The United States today will also readdress the question of whether or not Colombia should be recertified. It is an arguable question. In the last year, since we denied certification, the Colombian military genuinely seems to have at least undergone some change. They have mobilized 5,000 troops and through the use of joint military and law enforcement operations destroyed laboratories producing 1\1/2\ tons of cocaine per day. They have issued 3,000 arrest warrants on drug charges and removed 450 million dollars' worth of cocaine from the production pipeline.
The administration may or may not, on their own evidence, recertify Colombia. But the Colombian experience gives evidence that, while it is difficult to take action against a friendly government, people in Colombia or Mexico that we respect, it is successful. Our decertification of Colombia produced results. It is a question the administration must address before deciding on their actions about Mexico today.

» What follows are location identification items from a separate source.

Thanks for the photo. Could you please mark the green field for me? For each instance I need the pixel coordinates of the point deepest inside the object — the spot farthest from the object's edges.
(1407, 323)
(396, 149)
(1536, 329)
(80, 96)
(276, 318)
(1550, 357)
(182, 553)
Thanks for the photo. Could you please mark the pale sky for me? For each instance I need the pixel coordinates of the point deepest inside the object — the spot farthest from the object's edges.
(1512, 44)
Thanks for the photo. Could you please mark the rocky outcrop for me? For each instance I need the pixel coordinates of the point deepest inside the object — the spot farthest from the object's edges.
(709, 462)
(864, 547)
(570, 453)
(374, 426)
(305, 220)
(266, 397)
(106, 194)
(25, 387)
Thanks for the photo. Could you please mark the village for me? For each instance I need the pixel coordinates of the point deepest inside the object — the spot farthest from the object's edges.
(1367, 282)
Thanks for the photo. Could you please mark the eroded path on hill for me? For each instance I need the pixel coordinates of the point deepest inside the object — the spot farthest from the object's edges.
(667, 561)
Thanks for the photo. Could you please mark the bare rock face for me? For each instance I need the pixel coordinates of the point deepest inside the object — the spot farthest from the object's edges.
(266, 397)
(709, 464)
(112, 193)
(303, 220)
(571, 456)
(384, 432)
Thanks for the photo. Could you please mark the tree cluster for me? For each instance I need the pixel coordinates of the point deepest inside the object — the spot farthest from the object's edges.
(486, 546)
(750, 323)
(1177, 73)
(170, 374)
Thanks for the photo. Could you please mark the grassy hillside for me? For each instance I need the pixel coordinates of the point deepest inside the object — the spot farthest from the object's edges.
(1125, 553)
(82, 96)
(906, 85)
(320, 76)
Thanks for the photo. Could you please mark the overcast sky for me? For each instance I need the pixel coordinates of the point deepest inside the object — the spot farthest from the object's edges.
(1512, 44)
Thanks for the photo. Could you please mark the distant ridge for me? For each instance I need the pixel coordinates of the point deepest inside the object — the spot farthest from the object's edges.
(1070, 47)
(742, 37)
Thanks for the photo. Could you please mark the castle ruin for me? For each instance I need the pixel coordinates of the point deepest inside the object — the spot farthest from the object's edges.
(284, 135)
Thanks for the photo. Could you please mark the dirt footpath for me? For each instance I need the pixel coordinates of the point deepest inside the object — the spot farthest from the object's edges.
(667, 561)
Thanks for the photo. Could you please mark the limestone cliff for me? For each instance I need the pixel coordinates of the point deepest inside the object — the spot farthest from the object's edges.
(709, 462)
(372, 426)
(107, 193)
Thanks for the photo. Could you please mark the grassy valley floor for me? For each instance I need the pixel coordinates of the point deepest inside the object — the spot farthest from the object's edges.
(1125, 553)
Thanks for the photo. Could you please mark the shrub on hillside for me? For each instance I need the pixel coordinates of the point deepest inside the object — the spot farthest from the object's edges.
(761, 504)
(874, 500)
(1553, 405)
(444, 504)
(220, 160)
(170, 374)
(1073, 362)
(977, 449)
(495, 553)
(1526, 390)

The President is faced with three possibilities in deciding whether to certify Mexico in the drug war. He can certify that Mexico is fully cooperating with the United States Government actions. That would be false on its face. There is no evidence to support a conclusion that Mexico is being cooperative. Indeed, it would make the entire certification process lose all credibility. No nation involved in narcotrafficking within its borders would ever feel any responsibility or pressure to cooperate with the U.S. Government activities if we were to so stretch our credibility by fully certifying Mexico.
Second, the administration can decertify Mexico and bring a halt to all American foreign assistance except antidrug programs.
Or, third, the administration can decertify Mexico but grant a national security waiver. The last of these options I would understand. People could legitimately argue the relative merits of decertification with a national security waiver, based on specific promises of the Mexican Government; to deny certification but, for 1 more year, to give one last chance for them to meet the responsibility to their own people, the international community, and their previous promises. But to certify, given that this other option is available, would be inexplicable to our own people, an insult to those engaged in this country in law enforcement, and contrary to the evidence.
On occasion, in this country, we describe our efforts against narcotics as a war on drugs. But in dealing with foreign governments with whom we would like to have good relations, we seek to win a war without casualties. The sensitivities of the Mexican Government might be a casualty in this certification, but it is necessary if we are to be serious and produce real results.
Finally, I hope the administration will reach the right judgment. The stakes are high. I urge the administration to take these comments and these facts into consideration in reaching its judgment.
I yield the floor.
The PRESIDING OFFICER. The Chair recognizes the Senator from Idaho.
Mr. CRAIG. Mr. President, may I inquire, is the Senate in morning business?
The PRESIDING OFFICER. The Senate is in morning business.